Adapun di Desa Gampung Lempuh, Kecamatan Putri Betung, pembangunan dan perbaikan jembatan gantung masih berada pada tahap awal dengan progres sekitar 1 persen, menyusul kerusakan jembatan akibat banjir sebelumnya.

Selain itu, pemerintah juga membangun jembatan Armco sebagai solusi akses penghubung yang lebih kuat dan tahan terhadap kondisi alam.

Di Kabupaten Bireuen, perakitan jembatan dilaksanakan di Desa Sala Sirung, Kecamatan Jeumpa. Pembangunan ini merupakan bagian dari proyek jembatan Armco di tiga titik, dengan progres awal mencapai sekitar 15 persen.

Pemerintah juga membangun jembatan Bailey untuk membuka konektivitas antarwilayah yang terpisah aliran sungai. Salah satunya adalah jembatan penghubung antara Desa Batu Sumbang dan Desa Pante Kera di Kecamatan Simpang Jernih, Kabupaten Aceh Timur.

Kehadiran jembatan ini diharapkan mampu memperlancar arus mobilitas warga serta mempercepat distribusi hasil pertanian dan kebutuhan pokok.

Pembangunan jembatan di berbagai wilayah Aceh tersebut merupakan bagian dari komitmen pemerintah dalam pemerataan pembangunan nasional, khususnya di daerah pedalaman dan kawasan rawan bencana.
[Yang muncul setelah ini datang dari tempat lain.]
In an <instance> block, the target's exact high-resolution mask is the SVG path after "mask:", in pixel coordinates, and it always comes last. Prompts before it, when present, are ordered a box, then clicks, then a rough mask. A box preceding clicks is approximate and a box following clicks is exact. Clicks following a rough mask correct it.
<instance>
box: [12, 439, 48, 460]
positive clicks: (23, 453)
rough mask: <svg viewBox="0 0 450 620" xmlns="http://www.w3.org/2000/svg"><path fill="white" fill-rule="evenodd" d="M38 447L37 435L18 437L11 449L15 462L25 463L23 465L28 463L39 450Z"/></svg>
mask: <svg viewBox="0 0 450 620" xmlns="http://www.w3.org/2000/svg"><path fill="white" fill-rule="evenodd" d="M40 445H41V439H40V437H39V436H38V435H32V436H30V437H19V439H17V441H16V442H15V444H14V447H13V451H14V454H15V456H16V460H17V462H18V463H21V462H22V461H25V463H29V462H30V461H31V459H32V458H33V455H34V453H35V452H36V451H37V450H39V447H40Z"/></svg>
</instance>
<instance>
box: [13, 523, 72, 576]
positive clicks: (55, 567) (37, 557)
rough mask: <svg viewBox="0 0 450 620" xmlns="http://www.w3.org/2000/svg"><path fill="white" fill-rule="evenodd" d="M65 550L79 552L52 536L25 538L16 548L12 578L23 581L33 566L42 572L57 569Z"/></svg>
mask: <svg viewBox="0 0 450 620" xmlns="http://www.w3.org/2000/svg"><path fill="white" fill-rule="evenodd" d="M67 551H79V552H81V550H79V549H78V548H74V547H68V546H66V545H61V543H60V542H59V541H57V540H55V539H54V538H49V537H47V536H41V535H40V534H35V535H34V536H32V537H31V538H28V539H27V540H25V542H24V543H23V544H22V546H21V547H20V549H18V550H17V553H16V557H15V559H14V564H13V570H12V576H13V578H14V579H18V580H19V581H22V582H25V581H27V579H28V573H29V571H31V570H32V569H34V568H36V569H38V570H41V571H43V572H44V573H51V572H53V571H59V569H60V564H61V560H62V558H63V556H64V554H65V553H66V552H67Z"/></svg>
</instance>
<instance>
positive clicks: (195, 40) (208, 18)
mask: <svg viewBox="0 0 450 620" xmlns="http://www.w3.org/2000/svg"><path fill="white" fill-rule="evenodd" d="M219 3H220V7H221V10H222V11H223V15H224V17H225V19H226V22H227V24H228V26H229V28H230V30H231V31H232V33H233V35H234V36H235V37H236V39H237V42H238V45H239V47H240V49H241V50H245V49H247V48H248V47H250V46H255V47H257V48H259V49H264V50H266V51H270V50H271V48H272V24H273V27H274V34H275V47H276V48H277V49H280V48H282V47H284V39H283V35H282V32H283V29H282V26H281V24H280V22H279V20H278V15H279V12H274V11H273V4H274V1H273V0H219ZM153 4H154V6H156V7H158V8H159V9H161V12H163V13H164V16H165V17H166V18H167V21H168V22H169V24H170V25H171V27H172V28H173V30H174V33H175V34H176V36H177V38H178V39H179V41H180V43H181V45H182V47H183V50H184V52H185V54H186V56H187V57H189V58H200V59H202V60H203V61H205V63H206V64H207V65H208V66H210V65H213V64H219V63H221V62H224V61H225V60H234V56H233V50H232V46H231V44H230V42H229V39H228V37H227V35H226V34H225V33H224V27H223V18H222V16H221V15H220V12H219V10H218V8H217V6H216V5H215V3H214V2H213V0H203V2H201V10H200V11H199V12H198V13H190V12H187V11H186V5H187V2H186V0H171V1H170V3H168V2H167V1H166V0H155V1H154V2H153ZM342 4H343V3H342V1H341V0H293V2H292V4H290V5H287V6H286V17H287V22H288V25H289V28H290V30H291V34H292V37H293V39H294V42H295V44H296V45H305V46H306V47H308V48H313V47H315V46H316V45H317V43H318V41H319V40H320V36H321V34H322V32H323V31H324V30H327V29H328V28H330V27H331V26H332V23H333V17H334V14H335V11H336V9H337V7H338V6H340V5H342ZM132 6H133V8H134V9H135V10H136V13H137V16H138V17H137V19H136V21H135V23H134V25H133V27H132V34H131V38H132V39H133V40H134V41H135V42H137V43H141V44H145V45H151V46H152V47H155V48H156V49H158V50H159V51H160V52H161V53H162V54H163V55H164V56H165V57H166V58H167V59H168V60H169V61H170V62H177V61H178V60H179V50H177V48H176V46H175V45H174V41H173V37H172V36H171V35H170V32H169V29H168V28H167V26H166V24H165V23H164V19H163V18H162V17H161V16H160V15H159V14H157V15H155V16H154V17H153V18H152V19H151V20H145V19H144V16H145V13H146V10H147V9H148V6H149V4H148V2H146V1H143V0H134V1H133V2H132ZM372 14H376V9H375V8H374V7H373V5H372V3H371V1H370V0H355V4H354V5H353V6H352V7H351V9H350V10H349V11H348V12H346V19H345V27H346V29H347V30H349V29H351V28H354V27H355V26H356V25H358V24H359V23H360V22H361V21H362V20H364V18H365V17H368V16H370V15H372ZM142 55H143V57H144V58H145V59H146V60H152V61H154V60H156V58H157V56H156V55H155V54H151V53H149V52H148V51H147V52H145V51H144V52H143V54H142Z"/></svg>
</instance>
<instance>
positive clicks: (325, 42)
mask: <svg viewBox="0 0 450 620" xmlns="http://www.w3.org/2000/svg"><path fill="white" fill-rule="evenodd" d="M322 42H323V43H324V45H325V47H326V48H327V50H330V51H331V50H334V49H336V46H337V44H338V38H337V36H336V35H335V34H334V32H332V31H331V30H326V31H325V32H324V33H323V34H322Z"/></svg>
Infrastruktur jembatan dinilai strategis untuk mempercepat pergerakan orang dan barang, memperkuat ketahanan wilayah, serta meningkatkan kualitas hidup masyarakat desa.

Melalui sinergi antara pemerintah, TNI, dan masyarakat, seluruh proyek jembatan diharapkan dapat diselesaikan tepat waktu dan memberikan manfaat berkelanjutan bagi warga Aceh, terutama di wilayah yang selama ini sulit dijangkau.